Why Would You Refinance A Mortgage Loan?
You don't have to refinance your mortgage. Some homeowners continue to pay their original mortgage for the duration of the loan's term. But if you're not completely satisfied with the interest rate you pay for your loan, have a variable interest rate that continues to grow, want to change the term (length of time) of your loan, or need to remove one owner from the mortgage (after a divorce or other similar type of partner separation), you may want to explore the refinancing options.

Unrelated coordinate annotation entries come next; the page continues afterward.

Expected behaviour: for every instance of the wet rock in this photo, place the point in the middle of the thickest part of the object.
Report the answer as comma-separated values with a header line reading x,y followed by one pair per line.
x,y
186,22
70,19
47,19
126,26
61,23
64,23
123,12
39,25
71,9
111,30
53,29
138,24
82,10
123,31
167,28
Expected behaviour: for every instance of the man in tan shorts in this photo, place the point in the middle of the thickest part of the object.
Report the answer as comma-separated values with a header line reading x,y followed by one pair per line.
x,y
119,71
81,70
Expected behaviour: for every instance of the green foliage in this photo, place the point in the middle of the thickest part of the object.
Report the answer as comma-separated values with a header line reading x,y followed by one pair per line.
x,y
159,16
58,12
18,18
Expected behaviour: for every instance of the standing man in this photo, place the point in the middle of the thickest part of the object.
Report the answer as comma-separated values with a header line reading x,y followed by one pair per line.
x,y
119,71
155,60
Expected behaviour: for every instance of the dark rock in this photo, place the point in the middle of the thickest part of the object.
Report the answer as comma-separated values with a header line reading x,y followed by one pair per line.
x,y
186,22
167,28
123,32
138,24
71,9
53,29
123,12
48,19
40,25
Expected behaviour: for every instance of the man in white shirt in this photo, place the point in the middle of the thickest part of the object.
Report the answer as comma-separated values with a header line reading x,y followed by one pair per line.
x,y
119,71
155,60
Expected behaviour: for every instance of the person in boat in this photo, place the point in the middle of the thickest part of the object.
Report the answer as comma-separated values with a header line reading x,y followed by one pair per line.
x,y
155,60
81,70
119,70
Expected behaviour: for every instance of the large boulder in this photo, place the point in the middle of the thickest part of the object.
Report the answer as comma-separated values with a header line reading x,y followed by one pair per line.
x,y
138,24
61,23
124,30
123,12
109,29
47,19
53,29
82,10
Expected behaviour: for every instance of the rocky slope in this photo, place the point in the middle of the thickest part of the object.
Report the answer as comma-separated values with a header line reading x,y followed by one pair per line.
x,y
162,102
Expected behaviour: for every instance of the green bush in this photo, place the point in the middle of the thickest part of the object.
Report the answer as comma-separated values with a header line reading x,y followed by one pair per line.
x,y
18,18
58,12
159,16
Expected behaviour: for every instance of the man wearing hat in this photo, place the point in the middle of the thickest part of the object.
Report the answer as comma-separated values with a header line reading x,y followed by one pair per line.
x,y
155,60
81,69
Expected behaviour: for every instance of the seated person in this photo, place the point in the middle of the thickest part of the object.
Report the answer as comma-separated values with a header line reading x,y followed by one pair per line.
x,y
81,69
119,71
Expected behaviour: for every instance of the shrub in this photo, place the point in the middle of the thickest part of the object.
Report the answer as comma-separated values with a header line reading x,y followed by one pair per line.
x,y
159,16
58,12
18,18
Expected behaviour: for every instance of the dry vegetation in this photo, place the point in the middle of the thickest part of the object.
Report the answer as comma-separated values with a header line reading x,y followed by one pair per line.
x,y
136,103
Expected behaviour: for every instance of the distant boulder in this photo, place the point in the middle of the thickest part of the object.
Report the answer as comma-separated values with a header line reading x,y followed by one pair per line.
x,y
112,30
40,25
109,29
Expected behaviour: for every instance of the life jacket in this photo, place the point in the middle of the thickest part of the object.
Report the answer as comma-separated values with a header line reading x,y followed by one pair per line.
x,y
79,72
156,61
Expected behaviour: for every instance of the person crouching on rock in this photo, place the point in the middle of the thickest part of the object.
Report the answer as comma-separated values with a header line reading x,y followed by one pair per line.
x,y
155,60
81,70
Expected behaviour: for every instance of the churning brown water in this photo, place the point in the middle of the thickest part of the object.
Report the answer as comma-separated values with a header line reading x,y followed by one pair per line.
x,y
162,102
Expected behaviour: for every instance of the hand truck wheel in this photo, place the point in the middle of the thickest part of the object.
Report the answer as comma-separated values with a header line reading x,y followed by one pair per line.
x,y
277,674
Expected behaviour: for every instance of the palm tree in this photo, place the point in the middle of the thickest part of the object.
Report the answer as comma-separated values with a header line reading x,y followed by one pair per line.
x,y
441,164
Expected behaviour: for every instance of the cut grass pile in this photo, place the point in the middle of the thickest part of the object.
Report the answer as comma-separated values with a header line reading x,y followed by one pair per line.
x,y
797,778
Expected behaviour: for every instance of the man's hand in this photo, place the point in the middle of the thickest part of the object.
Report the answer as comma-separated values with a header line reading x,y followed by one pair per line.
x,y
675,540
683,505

Is Refinancing The Right Choice For You?
Do you currently have a high-interest home loan? If the interest rate is significantly higher than what another lender (or sometimes even your own lender) offers, refinancing may save you money. But this doesn't always mean it's the right or best choice for you.
Even though a new interest rate may save you money on your monthly payments, it's likely that you will add several years onto your term—provided that you aren't refinancing the bulk of a 30-year mortgage into a new 15-year loan. A refinanced mortgage is a new loan and will restart your payment term. This means you will lose term years. But you won't lose the money that you've already paid.
A refinanced mortgage will not turn the loan back into the original purchase price of your home. You will still owe the same principle that you are currently paying into. The new loan will take this amount, add on interest (at a new rate), and stretch it out over the new term. If you find a loan at a significantly lower interest rate, you can save time on your overall payment schedule by choosing a shorter term. The lower interest rate and monthly payment may allow you to move from a 30-year mortgage to a 15-year term.
Will You Need To Pay Money To Refinance A Mortgage?
Most mortgages require the borrower to pay closing fees or other administrative fees. Before you choose to refinance your home, weigh the fees you'll pay versus the overall interest rate or term savings. If the lower interest rate/shorter term saves you more than you will spend, refinancing makes sense for you.